Mawson & Jacob (2025) — “Vaccination and Neurodevelopmental Disorders: A Study of Nine-Year-Old Children Enrolled in Medicaid” (Florida Medicaid study, 2025)
- Sample size: 47,155 children continuously enrolled in Florida Medicaid from birth to age 9.
- Of these, 42,032 (89.1%) had at least one vaccination-related claim by age 9; 5,123 (10.9%) had no such claim.
- Preterm births: 5,009 (10.6%) of the cohort.
- Design: Considered in 2 parts: cross-sectional and a retrospective cohort.
- Cross-sectional part: they computed prevalence odds ratios (Aim 1 & 2) for NDDs vs vaccination / preterm status.
- Retrospective cohort part: to assess “dose-response” (number of vaccination visits) vs ASD risk, they computed relative risks based on vaccination-visit counts.
- Vaccination was measured via claims data (i.e., Medicaid claims) including a procedural, diagnostic of drug code for a vaccine; not a parent-reporting.
- Main Finding: Authors reported an association between vaccination and higher odds of NDDs in this Medicaid cohort and called for further investigation.
- Errors, Methodology Concerns, Controversies and Conflicts:
- Confounding: Administrative claims data often lack detailed confounders (e.g., prenatal exposures, maternal health, social determinants) that might influence both vaccination and NDD risk.
- Reverse causation / healthcare-seeking bias: Children who develop early developmental problems may interact more with the healthcare system, leading to more documented “vaccination visits” or coding artifacts.

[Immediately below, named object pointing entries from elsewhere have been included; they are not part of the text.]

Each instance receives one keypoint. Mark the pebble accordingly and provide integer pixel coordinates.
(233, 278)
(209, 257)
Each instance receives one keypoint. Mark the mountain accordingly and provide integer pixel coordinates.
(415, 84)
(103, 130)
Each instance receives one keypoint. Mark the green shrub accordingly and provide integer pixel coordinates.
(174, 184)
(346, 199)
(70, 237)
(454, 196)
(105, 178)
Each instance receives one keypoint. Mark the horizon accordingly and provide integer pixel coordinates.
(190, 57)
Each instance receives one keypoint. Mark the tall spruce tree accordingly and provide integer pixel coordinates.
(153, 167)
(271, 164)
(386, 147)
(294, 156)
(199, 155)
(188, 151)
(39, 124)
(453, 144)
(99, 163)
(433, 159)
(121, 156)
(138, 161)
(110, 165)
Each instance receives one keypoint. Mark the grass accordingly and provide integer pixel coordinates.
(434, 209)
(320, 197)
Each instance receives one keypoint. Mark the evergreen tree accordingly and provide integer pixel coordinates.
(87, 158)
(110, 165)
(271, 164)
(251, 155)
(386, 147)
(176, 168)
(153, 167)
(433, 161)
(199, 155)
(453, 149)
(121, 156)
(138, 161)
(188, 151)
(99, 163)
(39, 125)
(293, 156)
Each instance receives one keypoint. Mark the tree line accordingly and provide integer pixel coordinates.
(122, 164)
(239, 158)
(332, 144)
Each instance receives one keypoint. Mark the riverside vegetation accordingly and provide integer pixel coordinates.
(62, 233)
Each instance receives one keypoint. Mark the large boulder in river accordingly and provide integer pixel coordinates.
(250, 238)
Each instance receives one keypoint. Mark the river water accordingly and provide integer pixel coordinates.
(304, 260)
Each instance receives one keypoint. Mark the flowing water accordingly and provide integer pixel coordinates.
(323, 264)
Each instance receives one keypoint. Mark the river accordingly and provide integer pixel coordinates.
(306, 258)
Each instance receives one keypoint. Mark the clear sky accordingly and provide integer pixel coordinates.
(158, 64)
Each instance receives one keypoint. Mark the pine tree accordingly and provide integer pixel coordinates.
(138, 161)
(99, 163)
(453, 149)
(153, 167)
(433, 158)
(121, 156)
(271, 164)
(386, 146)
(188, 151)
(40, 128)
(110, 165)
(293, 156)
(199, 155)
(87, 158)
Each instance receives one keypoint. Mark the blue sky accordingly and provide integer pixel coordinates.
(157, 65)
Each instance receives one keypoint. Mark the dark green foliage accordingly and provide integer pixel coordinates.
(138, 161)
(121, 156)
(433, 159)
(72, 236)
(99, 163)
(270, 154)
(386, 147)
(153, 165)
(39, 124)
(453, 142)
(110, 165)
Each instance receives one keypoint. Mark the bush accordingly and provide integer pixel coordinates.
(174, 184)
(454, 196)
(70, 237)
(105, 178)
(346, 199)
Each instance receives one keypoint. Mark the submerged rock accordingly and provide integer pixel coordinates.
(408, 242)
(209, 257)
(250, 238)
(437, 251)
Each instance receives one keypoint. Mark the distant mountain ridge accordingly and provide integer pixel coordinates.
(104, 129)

- Outcome misclassification / ascertainment bias: NDD diagnoses based on Medicaid claims, which depend entirely on coding practices, frequency of visits, and appropriate documentation. Some children may be underdiagnosed or miscoded.
- Definition of “unvaccinated”: Using “no vaccination-related claim” without evaluating medical records for vaccine administrations, can deliberately misclassify children (e.g., those vaccinated out-of-state, or whose vaccination visits weren’t coded as such).
- Survivor / enrollment bias: The study only includes children continuously enrolled for 9 years. This is a serious error, as it excludes children who left Medicaid, died, or had coverage gaps — biasing the sample.
- Transparency / analytic reproducibility: Open peer reviews have questioned whether all model choices, sensitivity analyses, and data cleaning steps were fully reported. Given a full review of the study text,
- Author credibility and prior/present controversies:
- As noted above, Mawson’s vaccine-homeschool paper had been retracted or republished amidst controversy; this raises red flags about editorial and quality control.
- At the time of initial publishing of this page (November 23, 2025), this paper appeared in preprint in the journal Science, Public Health Policy & the Law. Its editor-in-chief, James Lyons-Weiler, is a well-documented anti-vaccine advocate, and has been strongly critical of mainstream public-health policy and vaccines. The journal’s stated mission: to influence public health policy and law and explicitly to question “orthodox” vaccine-policy assumptions, is a clear example of ideological bias.
- The study was funded by the National Vaccine Information Center (NVIC), which is a leading voice in the anti-vaccine activism movement.
- The authors are affiliated with the Chalfont Research Institute, which is not a well-known academic institution, and there are questions about its transparency.